Читаем Секрет_долголетия полностью

— Что я тебе, гадалка? Разбудить человека среди ночи!.. Давно так сладко не спал, а тут ты на мою голову… Ну говори, что снилось!

— Ох, не спрашивай! Она, она мне приснилась, та, что у тебя на карточке… Эта черноглазая. Ох и растревожила она меня, не приведи бог… Давно такого не было… Ну и краля! Откуда ты такую взял?
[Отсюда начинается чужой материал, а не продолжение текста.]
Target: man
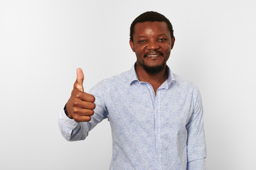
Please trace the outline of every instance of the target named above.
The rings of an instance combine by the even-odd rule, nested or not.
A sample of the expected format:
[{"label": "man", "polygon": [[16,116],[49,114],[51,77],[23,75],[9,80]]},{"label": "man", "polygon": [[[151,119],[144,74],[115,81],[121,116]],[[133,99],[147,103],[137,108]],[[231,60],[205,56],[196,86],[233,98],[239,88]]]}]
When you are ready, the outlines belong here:
[{"label": "man", "polygon": [[169,20],[147,12],[131,25],[137,60],[129,71],[83,92],[77,70],[71,96],[59,114],[69,141],[83,140],[108,118],[113,153],[110,170],[204,170],[206,156],[201,97],[193,84],[166,62],[175,38]]}]

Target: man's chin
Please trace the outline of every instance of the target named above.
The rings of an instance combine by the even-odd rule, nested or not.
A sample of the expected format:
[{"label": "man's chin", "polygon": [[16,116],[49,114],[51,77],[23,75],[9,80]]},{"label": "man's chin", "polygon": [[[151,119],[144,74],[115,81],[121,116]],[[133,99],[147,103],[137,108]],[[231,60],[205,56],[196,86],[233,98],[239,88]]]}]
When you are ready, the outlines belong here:
[{"label": "man's chin", "polygon": [[161,72],[165,66],[165,63],[163,63],[162,65],[155,66],[147,66],[143,64],[143,68],[146,73],[148,74],[156,74]]}]

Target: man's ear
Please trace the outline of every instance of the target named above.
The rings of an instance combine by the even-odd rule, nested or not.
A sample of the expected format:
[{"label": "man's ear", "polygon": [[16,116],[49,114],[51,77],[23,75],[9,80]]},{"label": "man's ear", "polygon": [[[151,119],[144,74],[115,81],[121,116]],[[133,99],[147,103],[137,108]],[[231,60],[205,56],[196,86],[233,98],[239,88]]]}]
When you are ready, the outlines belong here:
[{"label": "man's ear", "polygon": [[173,37],[171,38],[171,40],[172,40],[172,45],[171,45],[171,49],[173,49],[173,46],[174,45],[174,42],[175,42],[175,37]]},{"label": "man's ear", "polygon": [[132,49],[132,51],[135,52],[134,46],[133,46],[133,42],[132,42],[130,40],[130,46],[131,46],[131,49]]}]

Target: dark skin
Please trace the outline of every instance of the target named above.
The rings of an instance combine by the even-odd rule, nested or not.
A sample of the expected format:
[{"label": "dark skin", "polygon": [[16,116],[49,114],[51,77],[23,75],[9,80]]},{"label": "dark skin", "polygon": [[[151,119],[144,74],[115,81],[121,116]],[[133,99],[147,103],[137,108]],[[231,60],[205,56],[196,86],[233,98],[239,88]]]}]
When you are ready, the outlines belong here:
[{"label": "dark skin", "polygon": [[[169,58],[175,39],[164,22],[146,22],[136,24],[134,27],[133,42],[130,44],[137,58],[135,71],[140,81],[150,83],[155,94],[157,89],[166,79],[166,62]],[[160,71],[148,73],[143,65],[156,66],[164,64]],[[95,104],[94,97],[83,91],[84,75],[82,69],[76,70],[76,80],[71,96],[66,105],[67,115],[77,121],[88,121],[93,115]]]},{"label": "dark skin", "polygon": [[[156,95],[157,90],[166,79],[166,62],[173,47],[175,38],[164,22],[146,22],[138,23],[134,27],[133,42],[130,45],[137,57],[135,68],[139,79],[150,84]],[[164,64],[161,71],[149,74],[144,69],[143,64],[155,66]]]}]

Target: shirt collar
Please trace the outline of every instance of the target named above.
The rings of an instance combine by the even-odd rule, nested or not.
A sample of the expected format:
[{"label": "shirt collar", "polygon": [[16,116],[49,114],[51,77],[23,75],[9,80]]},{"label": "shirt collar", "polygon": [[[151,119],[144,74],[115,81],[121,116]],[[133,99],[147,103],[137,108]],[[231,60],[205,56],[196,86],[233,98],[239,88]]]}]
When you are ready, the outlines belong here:
[{"label": "shirt collar", "polygon": [[[135,66],[136,62],[133,64],[132,67],[129,71],[130,72],[129,82],[130,82],[130,84],[131,85],[134,83],[135,82],[139,82],[139,78],[138,78],[138,75],[135,70]],[[168,78],[167,81],[166,81],[162,84],[162,85],[159,87],[159,88],[168,88],[170,86],[171,84],[173,82],[177,82],[177,80],[175,79],[173,74],[172,73],[171,69],[166,65],[166,71],[168,75]]]}]

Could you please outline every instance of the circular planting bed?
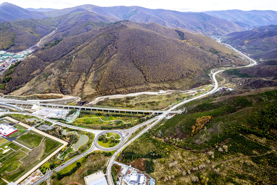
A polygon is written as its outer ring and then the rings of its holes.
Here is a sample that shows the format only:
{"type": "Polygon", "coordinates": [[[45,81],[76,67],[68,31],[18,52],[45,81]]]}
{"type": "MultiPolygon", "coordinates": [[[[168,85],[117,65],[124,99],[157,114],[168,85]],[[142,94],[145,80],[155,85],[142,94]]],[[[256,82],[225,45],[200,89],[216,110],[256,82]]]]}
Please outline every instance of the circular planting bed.
{"type": "Polygon", "coordinates": [[[106,133],[99,137],[97,142],[102,147],[112,147],[118,144],[121,140],[121,138],[117,134],[106,133]]]}

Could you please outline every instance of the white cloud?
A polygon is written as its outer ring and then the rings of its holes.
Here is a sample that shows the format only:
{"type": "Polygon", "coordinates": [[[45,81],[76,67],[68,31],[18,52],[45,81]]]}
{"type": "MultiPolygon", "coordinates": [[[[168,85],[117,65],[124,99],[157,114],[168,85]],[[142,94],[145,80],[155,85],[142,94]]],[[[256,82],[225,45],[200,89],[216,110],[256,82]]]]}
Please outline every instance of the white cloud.
{"type": "Polygon", "coordinates": [[[100,6],[139,6],[148,8],[181,11],[202,11],[230,9],[272,10],[277,11],[277,1],[274,0],[0,0],[23,8],[62,9],[84,4],[100,6]]]}

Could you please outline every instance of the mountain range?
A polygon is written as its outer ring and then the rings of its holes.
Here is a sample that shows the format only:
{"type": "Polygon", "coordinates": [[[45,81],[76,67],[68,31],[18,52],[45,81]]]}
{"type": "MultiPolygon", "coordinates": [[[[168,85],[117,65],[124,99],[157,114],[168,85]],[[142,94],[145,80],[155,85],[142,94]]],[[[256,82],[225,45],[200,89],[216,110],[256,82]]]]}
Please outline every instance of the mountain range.
{"type": "Polygon", "coordinates": [[[272,10],[229,10],[206,11],[203,13],[232,22],[246,29],[277,25],[277,12],[272,10]]]}
{"type": "Polygon", "coordinates": [[[6,93],[22,87],[14,93],[51,92],[87,98],[167,88],[168,82],[178,81],[183,86],[172,88],[187,88],[209,83],[207,69],[247,63],[206,36],[155,23],[122,21],[50,44],[16,67],[6,93]]]}
{"type": "Polygon", "coordinates": [[[277,25],[231,33],[224,37],[223,41],[258,61],[277,59],[277,25]]]}
{"type": "Polygon", "coordinates": [[[29,11],[9,3],[0,5],[0,22],[45,17],[46,16],[41,12],[29,11]]]}

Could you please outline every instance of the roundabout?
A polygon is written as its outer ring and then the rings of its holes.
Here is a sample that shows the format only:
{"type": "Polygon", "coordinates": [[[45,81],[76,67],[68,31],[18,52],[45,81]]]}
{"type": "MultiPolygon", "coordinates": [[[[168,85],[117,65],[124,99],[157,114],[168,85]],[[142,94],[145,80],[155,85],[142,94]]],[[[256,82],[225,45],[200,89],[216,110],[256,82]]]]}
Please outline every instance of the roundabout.
{"type": "Polygon", "coordinates": [[[99,136],[98,144],[101,146],[111,148],[116,146],[121,141],[121,137],[117,134],[107,132],[99,136]]]}
{"type": "Polygon", "coordinates": [[[120,147],[124,142],[124,137],[120,132],[112,131],[103,132],[94,138],[94,143],[99,149],[112,151],[120,147]]]}

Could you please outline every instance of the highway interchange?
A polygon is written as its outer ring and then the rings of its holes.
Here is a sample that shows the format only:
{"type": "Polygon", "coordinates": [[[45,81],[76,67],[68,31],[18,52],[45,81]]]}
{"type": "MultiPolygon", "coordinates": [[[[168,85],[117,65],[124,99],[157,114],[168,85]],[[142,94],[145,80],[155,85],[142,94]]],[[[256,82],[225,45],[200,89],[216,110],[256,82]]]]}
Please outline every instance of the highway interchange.
{"type": "MultiPolygon", "coordinates": [[[[220,39],[218,39],[218,42],[220,42],[220,39]]],[[[250,67],[256,64],[256,63],[254,60],[252,60],[251,59],[249,58],[248,57],[246,56],[244,54],[241,53],[241,52],[238,51],[236,49],[234,49],[232,47],[231,47],[230,45],[228,45],[226,44],[223,44],[225,46],[227,46],[228,47],[229,47],[230,48],[232,48],[232,49],[234,50],[234,51],[238,52],[240,54],[243,55],[244,57],[247,58],[248,60],[250,60],[250,64],[243,67],[250,67]]],[[[218,70],[216,71],[212,72],[213,70],[211,72],[210,77],[212,78],[213,81],[213,84],[214,84],[214,87],[213,88],[205,94],[203,94],[201,95],[200,95],[194,97],[192,98],[189,99],[188,100],[186,100],[184,101],[181,101],[180,103],[176,104],[174,106],[171,107],[168,110],[166,111],[161,111],[161,110],[128,110],[128,109],[116,109],[116,108],[101,108],[101,107],[85,107],[85,106],[69,106],[69,105],[58,105],[56,104],[54,104],[55,102],[51,102],[50,103],[46,103],[45,102],[49,102],[49,101],[44,101],[43,103],[41,103],[40,102],[37,102],[37,101],[23,101],[23,100],[12,100],[10,99],[4,99],[4,98],[0,98],[0,103],[5,103],[6,105],[13,105],[12,106],[14,106],[14,104],[16,104],[18,103],[21,104],[30,104],[30,105],[33,105],[33,104],[38,104],[40,106],[50,106],[50,107],[58,107],[60,108],[78,108],[78,109],[86,109],[88,110],[101,110],[103,111],[115,111],[115,112],[119,112],[121,113],[125,113],[125,112],[132,112],[133,113],[156,113],[157,114],[157,116],[154,117],[153,118],[152,118],[151,119],[149,119],[146,121],[145,121],[144,123],[142,123],[140,124],[137,125],[132,128],[127,129],[127,130],[108,130],[108,131],[104,131],[104,130],[91,130],[91,129],[88,129],[88,128],[81,128],[77,126],[75,126],[73,125],[71,125],[67,124],[64,124],[61,123],[58,121],[54,121],[53,120],[51,120],[50,119],[49,119],[48,118],[46,118],[45,117],[39,116],[37,115],[34,115],[31,113],[27,113],[27,112],[5,112],[5,113],[0,113],[0,116],[4,114],[23,114],[23,115],[28,115],[34,117],[36,117],[39,119],[42,119],[44,120],[48,121],[49,122],[50,122],[54,124],[57,125],[60,125],[62,126],[66,126],[69,128],[74,128],[76,130],[78,130],[80,131],[83,131],[85,132],[90,132],[92,133],[95,135],[95,138],[94,139],[93,142],[92,144],[91,144],[91,146],[89,149],[87,150],[86,152],[83,153],[82,154],[81,154],[80,155],[76,156],[76,157],[69,160],[68,161],[66,161],[65,163],[64,163],[62,165],[60,165],[60,166],[58,166],[54,170],[55,172],[58,172],[60,170],[64,169],[66,166],[68,166],[69,164],[76,161],[77,160],[79,160],[81,158],[83,157],[84,156],[85,156],[86,155],[89,154],[89,153],[92,152],[93,151],[96,151],[96,150],[101,150],[101,151],[112,151],[114,150],[116,150],[115,152],[113,154],[113,155],[111,157],[110,160],[108,162],[107,165],[107,173],[106,175],[107,176],[108,178],[108,183],[110,185],[113,184],[113,182],[112,180],[112,177],[111,175],[111,169],[112,169],[112,166],[113,164],[113,161],[115,159],[116,157],[118,156],[118,155],[122,151],[122,150],[126,147],[127,146],[128,146],[129,144],[131,143],[133,141],[134,141],[135,139],[138,138],[141,136],[142,136],[143,134],[145,133],[146,132],[148,132],[150,129],[153,127],[155,125],[159,123],[161,120],[165,118],[168,114],[178,114],[181,113],[181,112],[180,110],[175,110],[176,109],[178,108],[178,107],[183,105],[186,103],[188,103],[190,101],[196,100],[197,99],[199,99],[201,98],[202,98],[203,97],[208,96],[209,95],[211,95],[212,94],[213,94],[218,89],[219,89],[219,84],[218,82],[216,81],[216,79],[215,78],[215,76],[216,74],[217,74],[219,72],[222,72],[224,71],[225,70],[218,70]],[[142,126],[143,126],[144,125],[147,125],[148,126],[143,131],[142,131],[141,132],[140,132],[136,136],[135,136],[134,138],[133,138],[132,139],[130,140],[128,142],[126,142],[127,141],[129,137],[132,135],[132,134],[133,134],[134,132],[135,132],[136,130],[137,130],[138,128],[141,127],[142,126]],[[116,134],[118,134],[120,135],[120,136],[121,137],[121,141],[120,143],[117,145],[116,146],[111,147],[111,148],[105,148],[101,146],[100,146],[97,142],[97,140],[98,139],[98,138],[102,134],[109,132],[113,132],[115,133],[116,134]],[[129,134],[127,134],[127,133],[129,133],[129,134]]],[[[61,100],[62,99],[60,99],[60,100],[61,100]]],[[[59,101],[60,101],[59,100],[59,101]]],[[[53,171],[51,171],[47,174],[45,174],[45,176],[44,176],[43,177],[40,178],[39,179],[37,180],[36,182],[35,182],[33,184],[34,185],[38,185],[39,184],[43,182],[44,181],[46,180],[47,179],[48,179],[49,177],[51,177],[51,176],[53,174],[53,171]]]]}

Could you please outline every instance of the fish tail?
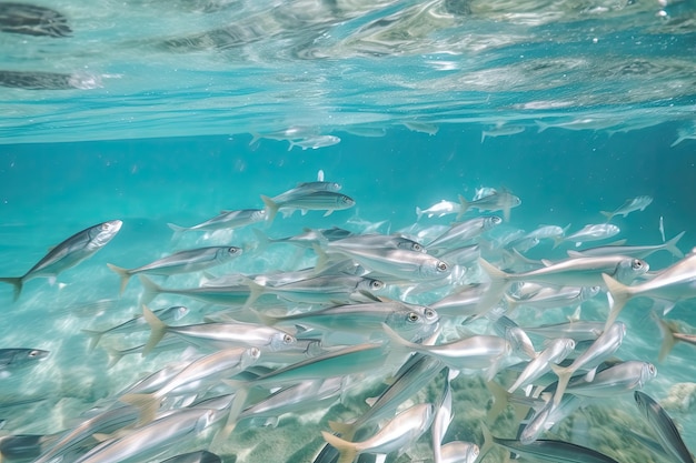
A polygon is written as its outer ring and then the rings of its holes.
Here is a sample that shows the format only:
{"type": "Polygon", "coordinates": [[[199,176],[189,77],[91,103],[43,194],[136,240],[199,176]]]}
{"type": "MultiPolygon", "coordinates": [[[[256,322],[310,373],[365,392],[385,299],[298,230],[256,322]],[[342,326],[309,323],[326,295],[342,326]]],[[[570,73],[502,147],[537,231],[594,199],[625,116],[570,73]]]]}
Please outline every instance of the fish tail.
{"type": "Polygon", "coordinates": [[[358,449],[355,443],[345,441],[326,431],[321,431],[321,435],[324,436],[324,440],[329,443],[329,445],[338,450],[338,463],[352,463],[356,456],[358,456],[358,449]]]}
{"type": "Polygon", "coordinates": [[[159,293],[162,292],[162,288],[145,275],[138,275],[138,279],[140,280],[140,283],[142,283],[142,288],[145,290],[140,296],[140,303],[149,304],[159,293]]]}
{"type": "Polygon", "coordinates": [[[486,421],[493,423],[510,403],[510,393],[493,380],[486,382],[486,387],[488,387],[488,391],[493,394],[493,405],[486,414],[486,421]]]}
{"type": "Polygon", "coordinates": [[[0,278],[0,282],[9,283],[9,284],[14,286],[14,293],[12,294],[12,301],[13,302],[17,301],[19,299],[19,295],[22,292],[22,286],[23,286],[22,278],[21,276],[0,278]]]}
{"type": "Polygon", "coordinates": [[[346,441],[352,440],[356,429],[354,423],[342,423],[340,421],[329,421],[329,427],[331,431],[340,434],[346,441]]]}
{"type": "Polygon", "coordinates": [[[266,204],[266,221],[268,223],[272,223],[280,207],[276,201],[264,194],[261,194],[261,201],[264,201],[264,204],[266,204]]]}
{"type": "Polygon", "coordinates": [[[457,214],[457,220],[461,219],[461,217],[469,209],[469,202],[461,194],[459,194],[459,204],[461,204],[461,208],[459,208],[459,213],[457,214]]]}
{"type": "Polygon", "coordinates": [[[606,273],[601,274],[601,279],[609,290],[609,305],[612,308],[609,310],[609,316],[607,316],[607,322],[604,325],[604,330],[606,331],[612,325],[612,323],[616,321],[616,318],[622,312],[622,309],[624,309],[624,305],[626,305],[626,302],[628,302],[628,300],[633,298],[633,293],[630,292],[629,286],[619,283],[606,273]]]}
{"type": "Polygon", "coordinates": [[[491,265],[487,260],[483,258],[478,258],[478,264],[481,270],[488,274],[490,279],[490,285],[488,286],[488,291],[478,302],[478,312],[484,313],[488,312],[495,304],[497,304],[505,290],[509,284],[510,275],[509,273],[505,273],[503,270],[491,265]]]}
{"type": "Polygon", "coordinates": [[[235,399],[232,399],[232,403],[230,404],[230,411],[227,415],[227,421],[225,426],[212,439],[210,443],[211,449],[220,449],[225,441],[229,439],[229,436],[237,427],[237,423],[239,422],[239,415],[241,414],[243,406],[247,403],[247,399],[249,396],[249,389],[246,386],[239,387],[235,392],[235,399]]]}
{"type": "Polygon", "coordinates": [[[101,336],[103,335],[105,332],[93,331],[93,330],[82,330],[82,333],[90,336],[88,350],[89,352],[92,352],[95,348],[97,348],[97,344],[99,344],[99,341],[101,341],[101,336]]]}
{"type": "Polygon", "coordinates": [[[257,252],[266,251],[266,248],[268,248],[268,245],[270,244],[269,238],[266,235],[266,233],[264,233],[259,229],[251,229],[251,231],[253,232],[253,234],[256,234],[256,240],[257,240],[255,250],[257,252]]]}
{"type": "Polygon", "coordinates": [[[674,255],[677,259],[684,258],[684,253],[679,250],[679,248],[677,248],[677,243],[679,242],[682,236],[684,236],[684,233],[685,232],[682,232],[682,233],[677,234],[672,240],[667,241],[665,243],[665,245],[664,245],[664,249],[669,251],[672,253],[672,255],[674,255]]]}
{"type": "Polygon", "coordinates": [[[255,303],[256,300],[266,292],[266,286],[257,283],[256,281],[247,276],[242,276],[242,283],[249,286],[249,298],[247,298],[247,302],[245,302],[243,305],[243,309],[246,310],[249,309],[251,304],[255,303]]]}
{"type": "Polygon", "coordinates": [[[669,352],[672,352],[672,348],[674,348],[674,344],[677,343],[677,339],[675,339],[674,336],[676,330],[663,319],[660,319],[655,312],[650,312],[650,315],[653,316],[653,320],[655,320],[655,322],[657,323],[657,326],[659,328],[659,331],[663,335],[663,344],[659,349],[659,355],[657,358],[657,361],[662,362],[667,358],[669,352]]]}
{"type": "Polygon", "coordinates": [[[130,281],[131,273],[128,269],[113,265],[112,263],[108,263],[107,266],[121,278],[121,289],[119,291],[119,295],[123,294],[123,291],[126,291],[126,286],[128,285],[128,281],[130,281]]]}
{"type": "Polygon", "coordinates": [[[570,376],[573,376],[574,370],[569,368],[558,366],[551,364],[551,370],[558,376],[558,385],[556,385],[556,393],[554,394],[554,406],[557,406],[563,399],[563,394],[566,392],[566,387],[568,386],[568,381],[570,381],[570,376]]]}
{"type": "Polygon", "coordinates": [[[145,316],[145,320],[150,325],[150,330],[151,330],[150,339],[148,340],[148,343],[142,349],[142,356],[146,356],[148,353],[152,351],[152,349],[155,349],[157,344],[159,344],[162,338],[165,338],[168,326],[160,319],[158,319],[157,315],[153,314],[152,311],[148,309],[147,305],[145,304],[142,305],[142,315],[145,316]]]}
{"type": "Polygon", "coordinates": [[[125,394],[119,401],[133,405],[140,410],[140,424],[146,424],[155,420],[159,410],[160,401],[155,394],[125,394]]]}
{"type": "Polygon", "coordinates": [[[119,363],[119,361],[123,359],[123,354],[113,348],[106,348],[106,349],[107,349],[107,355],[109,356],[109,363],[107,364],[107,370],[108,370],[111,366],[119,363]]]}

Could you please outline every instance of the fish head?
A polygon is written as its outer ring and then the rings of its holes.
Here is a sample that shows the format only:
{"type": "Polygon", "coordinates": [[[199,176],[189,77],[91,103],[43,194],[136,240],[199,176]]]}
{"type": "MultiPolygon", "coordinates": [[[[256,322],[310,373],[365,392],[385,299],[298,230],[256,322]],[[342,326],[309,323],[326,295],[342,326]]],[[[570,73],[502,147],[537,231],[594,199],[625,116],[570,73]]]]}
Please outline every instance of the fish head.
{"type": "Polygon", "coordinates": [[[630,283],[650,269],[650,265],[643,259],[623,259],[614,272],[614,278],[622,283],[630,283]]]}
{"type": "Polygon", "coordinates": [[[270,339],[270,350],[276,351],[285,351],[294,346],[297,343],[297,339],[294,335],[288,334],[286,332],[274,333],[270,339]]]}

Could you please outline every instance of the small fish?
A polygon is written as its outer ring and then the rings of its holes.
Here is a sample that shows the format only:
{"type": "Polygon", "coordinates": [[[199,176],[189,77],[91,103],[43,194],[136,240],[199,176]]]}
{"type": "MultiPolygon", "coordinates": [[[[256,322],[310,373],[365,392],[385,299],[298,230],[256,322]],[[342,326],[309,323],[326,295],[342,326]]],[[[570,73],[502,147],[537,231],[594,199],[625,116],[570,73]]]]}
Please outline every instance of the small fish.
{"type": "Polygon", "coordinates": [[[197,272],[227,263],[241,255],[241,248],[209,246],[179,251],[135,269],[123,269],[110,263],[107,266],[121,278],[121,293],[123,293],[128,281],[135,274],[173,275],[197,272]]]}
{"type": "Polygon", "coordinates": [[[692,453],[686,447],[677,426],[667,412],[648,394],[634,392],[636,405],[653,427],[663,449],[680,463],[694,463],[692,453]]]}
{"type": "Polygon", "coordinates": [[[493,437],[493,440],[510,452],[539,463],[619,463],[603,453],[570,442],[538,440],[523,444],[514,439],[493,437]]]}
{"type": "Polygon", "coordinates": [[[427,209],[420,209],[416,207],[416,215],[417,220],[420,220],[424,215],[427,215],[428,219],[432,217],[445,217],[448,214],[459,214],[461,213],[461,204],[454,201],[441,200],[438,203],[432,204],[427,209]]]}
{"type": "Polygon", "coordinates": [[[121,230],[122,224],[120,220],[111,220],[82,230],[50,250],[22,276],[0,278],[0,281],[14,286],[14,301],[17,301],[27,281],[39,276],[47,276],[54,281],[60,272],[92,256],[109,243],[121,230]]]}
{"type": "Polygon", "coordinates": [[[431,403],[414,405],[391,419],[377,434],[361,442],[349,442],[326,431],[321,435],[338,450],[338,463],[351,463],[361,453],[402,453],[430,426],[434,409],[431,403]]]}
{"type": "Polygon", "coordinates": [[[290,143],[288,151],[292,150],[295,147],[300,147],[302,151],[307,149],[318,150],[319,148],[340,143],[340,138],[336,135],[311,135],[299,140],[288,140],[288,142],[290,143]]]}
{"type": "Polygon", "coordinates": [[[460,214],[466,213],[469,209],[478,209],[479,211],[503,211],[503,219],[507,222],[510,220],[510,209],[521,204],[521,200],[507,190],[496,191],[479,199],[467,201],[461,194],[459,195],[461,203],[460,214]]]}
{"type": "Polygon", "coordinates": [[[517,133],[521,133],[525,131],[524,125],[505,125],[498,124],[488,130],[481,130],[481,143],[486,140],[486,138],[490,137],[509,137],[515,135],[517,133]]]}
{"type": "Polygon", "coordinates": [[[645,208],[650,205],[653,202],[652,197],[637,197],[633,199],[628,199],[622,204],[618,209],[613,212],[600,211],[601,215],[607,218],[607,222],[614,219],[616,215],[626,217],[635,211],[645,211],[645,208]]]}
{"type": "Polygon", "coordinates": [[[175,223],[168,223],[167,225],[175,231],[175,238],[177,238],[178,234],[188,231],[233,230],[264,220],[266,220],[266,210],[241,209],[238,211],[222,211],[212,219],[191,227],[180,227],[175,223]]]}
{"type": "Polygon", "coordinates": [[[584,242],[606,240],[607,238],[618,234],[619,231],[618,227],[610,223],[589,224],[561,241],[575,242],[575,246],[579,248],[584,242]]]}

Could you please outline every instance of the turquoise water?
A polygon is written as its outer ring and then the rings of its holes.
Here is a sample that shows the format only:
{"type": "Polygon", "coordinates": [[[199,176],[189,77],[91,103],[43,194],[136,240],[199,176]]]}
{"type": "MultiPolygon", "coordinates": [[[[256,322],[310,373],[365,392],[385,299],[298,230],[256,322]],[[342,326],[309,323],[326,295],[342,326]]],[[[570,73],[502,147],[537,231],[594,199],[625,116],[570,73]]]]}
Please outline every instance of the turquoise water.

— Тьфу, сатана! Пристал как банный лист… Говорил же я тебе человеческим языком, что я ее никогда в глаза не видел. Объяснял же… Это жена моего фронтового друга Корсунского. В одном отделении, в одной роте служили. Из одного котелка щи хлебали. Ну, что еще тебе сказать?.. Понимаешь?..

— Понимаю! А что же, я не понимаю? — осторожно проговорил Хацкель. — Но ты, кажется, хотел мне рассказать, откуда к тебе попала ее карточка…

Шмая молчал, хоть чувствовалось, что он встревожен. Он пытался снова уснуть, но сон не шел. Он поднялся с пола, стал искать табак, но, не найдя нигде ни крошки, сел на свою постель. Обняв руками колени и глядя в окно на светлые облака, окружившие яркий диск месяца, он задумчиво промолвил:

— Долго рассказывать…

— Ну и что ж? Долго так долго, времени у нас хватит, — отозвался Хацкель. — Просто не узнаю тебя! Раньше, бывало, и не просишь, а ты рассказываешь — всякие истории сыплешь, как из мешка… Всегда веселил людей, а теперь…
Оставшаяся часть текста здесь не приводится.